Relate the gift to you or your cause
Are supporting a cause that has a specific geography or identity? Is there a gift that can emphasize that? A handcrafted item, or a branded item with a tie to the cause?
Imagine that Jay-Z had wanted to reach a tier of donors that were unlikely to make six-figure donations. Instead of Rolexes, he might have given each a case of his own champagne, perhaps identified as a limited edition. Or, for even smaller donors, a single bottle, autographed and presented in an attractive way. This would feel more personal than a generic gift of the same value and tie directly to the non-profit’s brand.
The more personal the gift is to the cause or its sponsor, the less likely it will be seen as a waste of resources.
Personalize the gift to the donor
I suspect that the reason address labels have been such a popular gift for non-profit direct mailers is that their personalization makes them more persuasive. They require more effort to produce, and the donor knows that they are only useful to him. The labels can’t be returned or passed on to anyone else. Throwing them away might create a sense of guilt. So, the only logical action is to accept the gift. For some, reciprocation will kick in and they will send a donation.
Promotional material sellers use the same technique. Rather than sending a generic pen as a sample, they will send a pen with your business name printed on it. This costs a little more but gives the gift more impact. (See also Nonprofit Marketing: The Power of Personalization.)
Whatever you might choose to give someone, personalizing it will make it stand out. If it’s of some value, be sure you get the personalization right. I’ve received address labels, promotional pens, and other items with spelling or other errors. Needless to say, these efforts failed.

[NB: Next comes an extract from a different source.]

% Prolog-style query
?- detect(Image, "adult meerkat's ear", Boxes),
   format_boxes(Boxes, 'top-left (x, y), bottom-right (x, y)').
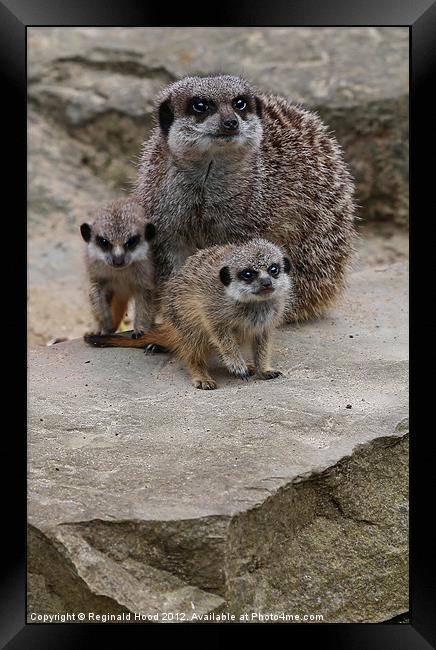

Know your important prospects
Nobody will turn down a $40K Rolex. But, if your resources are more modest, find out what your most important prospects enjoy or value. If you are reaching out to a small number of major donors, you can use targeted reciprocation. One prospect, for example, might find 50-yard line tickets for a sold-out football game to be an amazing gift. Another might not care at all about football, but would be delighted to meet a well-known artist or attend an exclusive party.
A very well-targeted gift might be much less expensive than a generic one that would yield the same impact. Plus, the donor will find the personal attention to detail flattering.
Non-profit Persuasion – Beyond Reciprocation
Gifts aren’t the answer to every non-profit outreach problem. Other methods of persuasion may be more suited to your situation. Cialdini alone has six other principles, and their are dozens of cognitive biases you may be able to leverage. My book Brainfluence has a section devoted to nonprofits, and there are titles, like Jeff Brooks’s The Fundraiser’s Guide to Irresistible Communications.
Remember that donations and volunteering are not “rational” decisions in an economic sense. To convince people, you must use persuasion approaches that appeal to their non-conscious decision-making.